AnsweredAssumed Answered

Time Slicing Rendered Ineffective

Question asked by Michael Meier on Oct 16, 2014
Latest reply on Oct 21, 2014 by Michael Meier

In some of our MQX based solutions we are experiencing situations where the

MQX time slicing is rendered ineffective due to timing effects. As a result,

some of our task starve for unacceptably long periods of time, rendering the

system useless.



The Issue


Consider the situation depicted in the figure. We have tasks running at two

different priority levels, high and low. The High Priority group contains

one task which waits on an event, does some work and then waits on the

same event again. The low priority task group contains two tasks, dubbed LPT1

and LPT2. LPT1 is a long-running task, possibly being always ready. LPT2 is

another low prio task which is ready. Since it is never running in the figure,

it is not depicted graphically. We are running an MQX scheduler with time

slicing enabled and both low priority tasks have time slicing enabled.



When the situation depicted in the figure persists, there is no fairness in

the low priority task group. The time slice of a task is only ever incremented

in _time_notify_kernel() which runs during the timer interrupt service routine.

This point in time is marked (b). Shortly before the timer ISR is run, a high

priority task is made ready and consequently the dispatcher runs the

high priority task. This point in time is marked (a). Shortly after the timer

ISR, the high priority task again becomes blocked. Consequently, at (c), the

dispatcher runs the task at the head of the low priority ready queue, LPT1.

When _time_notify_kernel() runs at (b), it increments the time slice of HPT, if

applicable. The time slice of LPT1 is left untouched. As per the figure, if

the HPT is always running when the timer IRQ is asserted, the time slice of

LPT1 will never be incremented. Thus, LPT2 will be starved.



Triggering the Issue

We have a number of setups that exhibit the described problem. We have the

scheduler interval set at 1ms. The scheduler is called by the timer ISR, which

also runs every 1 ms. We have a bus system requiring service by a high

priority task every 1ms, nominally. The timer runs on a local oscillator,

whereas the bus service interrupt is timed through the bus. Effectively this

means that the bus interrupt runs off some other clock source. We have low

priority tasks which are ready for long periods of time, corresponding to LPT1

and we have other low priority tasks such as LPT2. The phase between HPT

becoming ready and the timer IRQ being asserted slowly drifts, according to

the beat frequency between the oscillator frequency and the oscillator

controlling the bus services. When HPT is running between two timer ISRs, we

see normal system behavior. When the HPT is running when the timer IRQ is

asserted, we see large latency for LPT2. In practice we see the system running

as expected for e.g. 50 seconds, then be unresponsive for the next 15 seconds.

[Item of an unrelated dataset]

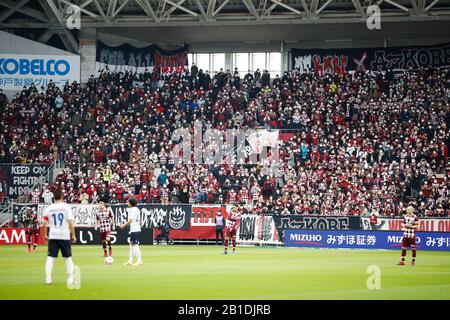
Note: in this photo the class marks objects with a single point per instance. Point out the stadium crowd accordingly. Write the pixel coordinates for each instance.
(361, 143)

Distilling from the previous paragraphs, all of the three following

conditions need to be met to have long latencies:



1. Coarse time slicing granularity.

2. A low prio task group with multiple ready tasks, at least one task being continually ready.

3. Timer IRQ asserted when a high prio task is running.





Since all three conditions need to be fulfilled to trigger the misbehavior,

removing one of them will fix the issue.



Changing 1.) requires changes to the scheduler and dispatcher. The code

running at points (a) and (b) is part of the scheduler and written in C. The

code running at (c) is running in the dispatcher and written in  Coldfire

assembler. The dispatcher has no knownledge about the offset of the time slice

length and offset within the task descriptor structure. The offset and time

slice length can vary according to compile time configuration. If I had to

guess, the MQX scheduler was never designed to accound for sub-tick

timeslices, even though the time slicing uses tick structs which allow for

sub-tick resolution.



Changing 2.) is difficult since we have large bodies of opaque code running on

our platform. And after all, it is the scheduler's responsibility to provide

fairness in a task group. Changing 2.) is difficult for us and it feels like a

hack, not like solution.



Changing 3.) is a realistic possibility in our setups with the two

plesiochronous 1ms IRQs. The scheduler interval can be set to a value

different from 1 ms. This is not a general solution since other IRQs might

still accidentally be asserted at critical points in time, trigger the

abovementioned issue. If these "misplaced" IRQs happen only sporadically,

latencies are still very acceptable.



Our favourite solution


We are thinking about changing 1.) Our changes would look as follows: During

all (a) like transfers of control from a low prio task to a high prio task we

increment the time slice of the low prio task by one. At (b), in

_time_notify_kernel, we do not only check the time slice of the task at the

head of the active ready queue, but we check the time slices of all the tasks

at the heads of all the lower priority ready queues as well. This pretty much

assures non-starvation in the lower prio task group, albeit at the cost of

tasks receiving potentially very short time slices.



Other Ideas?


Are there other options to solve the issue? Have other people experienced this

phenomenon as well? Is there a well known name for this sort of problem?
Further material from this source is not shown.